Si un agriculteur est en souffrance psychique, il pourra désormais bénéficier du crédit d'impôt pour remplacement, avec 80% des dépenses remboursées. Cela permet de prendre jusqu'à 27 jours de congé minimum.

Texte de loi - Article 3 bis

I. – Les situations de souffrance psychique constituent un motif légitime ouvrant droit au bénéfice du crédit d’impôt au taux de 80 % mentionné au II de l’article 200 undecies du code général des impôts au titre des dépenses engagées pour assurer un remplacement pour congé jusqu’à au moins vingt-sept jours de remplacement pour congé.

2. Un guichet unique dans chaque département

Un point d'entrée neutre sera créé dans chaque département pour orienter les agriculteurs vers les bonnes aides. Ce guichet facilitera aussi l'autodéclaration des besoins et pourra financer des emplois pour la gestion administrative et comptable des petites exploitations.

Texte de loi – Article 2 (nouvel article L. 1174-2)

Le guichet départemental unique a pour missions: 1° A – De faciliter la déclaration des besoins d'aide et d'accompagnement par les agricultrices et les agriculteurs ; 1° bis – De coordonner la conclusion de conventions prévoyant des aides spécifiques au financement d'emplois de gestion administrative et comptable des petites et moyennes exploitations agricoles ; 2° – De coordonner l'ensemble des structures concernées (MSA, chambres d'agriculture, ARS, sentinelles, etc.) afin de garantir une réponse efficace. La race est présente dans plus de 150 pays.

3. Les sentinelles agricoles renforcées

Plus de 10 500 sentinelles (agriculteurs, vétérinaires, élus) sont déjà sur le terrain pour détecter les signes de détresse. Elles seront désormais formées aux premiers secours en santé mentale et pourront transmettre des informations au guichet unique, sous certaines conditions.

Texte de loi – Article 1er (nouvel article L. 1174-3)

Ces personnalités bénéficient d'une formation certifiée prise en charge par l'État. Cette formation comprend au moins des modules relatifs à l'identification des signaux de détresse mentale, à la conduite d'un dialogue adapté, à la connaissance des premiers secours en santé mentale et à l'orientation vers un guichet départemental unique.
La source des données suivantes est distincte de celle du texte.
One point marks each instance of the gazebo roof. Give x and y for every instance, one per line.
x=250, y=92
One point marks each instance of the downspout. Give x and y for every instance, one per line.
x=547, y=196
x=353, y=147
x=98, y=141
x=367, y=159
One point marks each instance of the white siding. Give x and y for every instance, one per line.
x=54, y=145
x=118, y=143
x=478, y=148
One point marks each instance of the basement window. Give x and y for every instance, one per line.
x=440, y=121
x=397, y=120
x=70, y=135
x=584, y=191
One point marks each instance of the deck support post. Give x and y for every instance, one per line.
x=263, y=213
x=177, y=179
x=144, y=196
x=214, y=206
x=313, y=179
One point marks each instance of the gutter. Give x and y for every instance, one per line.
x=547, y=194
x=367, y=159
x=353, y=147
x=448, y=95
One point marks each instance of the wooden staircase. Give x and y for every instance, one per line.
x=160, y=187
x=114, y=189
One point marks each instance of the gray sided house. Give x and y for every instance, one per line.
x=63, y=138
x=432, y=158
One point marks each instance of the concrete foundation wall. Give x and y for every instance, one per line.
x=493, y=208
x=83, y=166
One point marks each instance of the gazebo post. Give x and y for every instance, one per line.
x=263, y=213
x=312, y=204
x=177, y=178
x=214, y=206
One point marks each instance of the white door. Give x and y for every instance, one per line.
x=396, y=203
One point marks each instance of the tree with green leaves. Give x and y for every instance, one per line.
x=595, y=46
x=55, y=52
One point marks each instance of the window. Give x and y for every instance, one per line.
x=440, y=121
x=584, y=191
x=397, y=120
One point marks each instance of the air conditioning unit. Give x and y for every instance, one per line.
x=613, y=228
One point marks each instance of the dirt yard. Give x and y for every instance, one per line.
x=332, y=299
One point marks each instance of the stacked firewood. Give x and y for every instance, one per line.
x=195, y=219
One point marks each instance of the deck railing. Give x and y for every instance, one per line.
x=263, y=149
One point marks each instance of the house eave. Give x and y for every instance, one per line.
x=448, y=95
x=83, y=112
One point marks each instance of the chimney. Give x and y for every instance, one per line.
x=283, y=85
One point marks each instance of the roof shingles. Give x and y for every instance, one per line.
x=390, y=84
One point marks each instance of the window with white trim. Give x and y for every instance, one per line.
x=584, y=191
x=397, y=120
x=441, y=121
Les sentinelles agricoles peuvent transmettre au guichet départemental unique, à des fins de signalement, les données à caractère personnel des personnes en situation de détresse grave ou présentant un risque de passage à l'acte suicidaire, dans la limite des informations strictement nécessaires.

4. Une mission nationale sous plusieurs ministères

La mission pour la santé mentale des agriculteurs sera placée sous la tutelle des ministres de la Santé, de l'Agriculture, du Travail et de l'Environnement, pour mieux coordonner les actions.
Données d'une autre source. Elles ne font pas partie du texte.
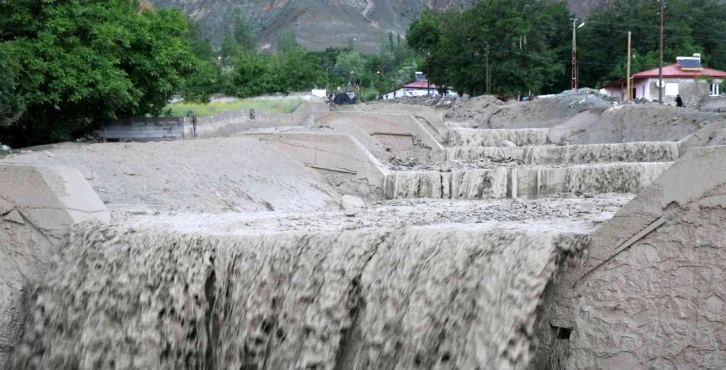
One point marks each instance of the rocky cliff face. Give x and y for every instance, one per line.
x=322, y=23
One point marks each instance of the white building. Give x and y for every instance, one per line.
x=420, y=87
x=678, y=79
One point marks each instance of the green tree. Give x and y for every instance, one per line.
x=90, y=61
x=296, y=70
x=11, y=106
x=351, y=66
x=230, y=50
x=253, y=75
x=243, y=33
x=288, y=41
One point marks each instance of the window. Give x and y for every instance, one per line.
x=715, y=89
x=672, y=89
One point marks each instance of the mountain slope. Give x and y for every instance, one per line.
x=321, y=23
Texte de loi – Article 3 (nouvel article L. 1174-1)

Une mission nationale pour la santé mentale des agricultrices et des agriculteurs, placée sous la tutelle des ministres chargés de la santé, de l'agriculture, du travail et de l'environnement, est chargée de définir la stratégie nationale de prévention, de mettre en œuvre et coordonner les politiques publiques, et d'assurer le suivi et l'évaluation des indicateurs nationaux.

Deux rapports pour vérifier si ça marche

  • Un rapport dans 3 mois sur les conflits d'intérêts possibles (exemple : quand une sentinelle est aussi créancière de l'agriculteur.
  • Un rapport dans 2 ans pour évaluer si la stratégie nationale de prévention est efficace.

Et maintenant ?

La loi doit encore être examinée par le Sénat. Aucun calendrier n'est fixé pour l'instant. Les acteurs de terrain soulignent que la loi devra être accompagnée de moyens financiers concrets pour être effective partout.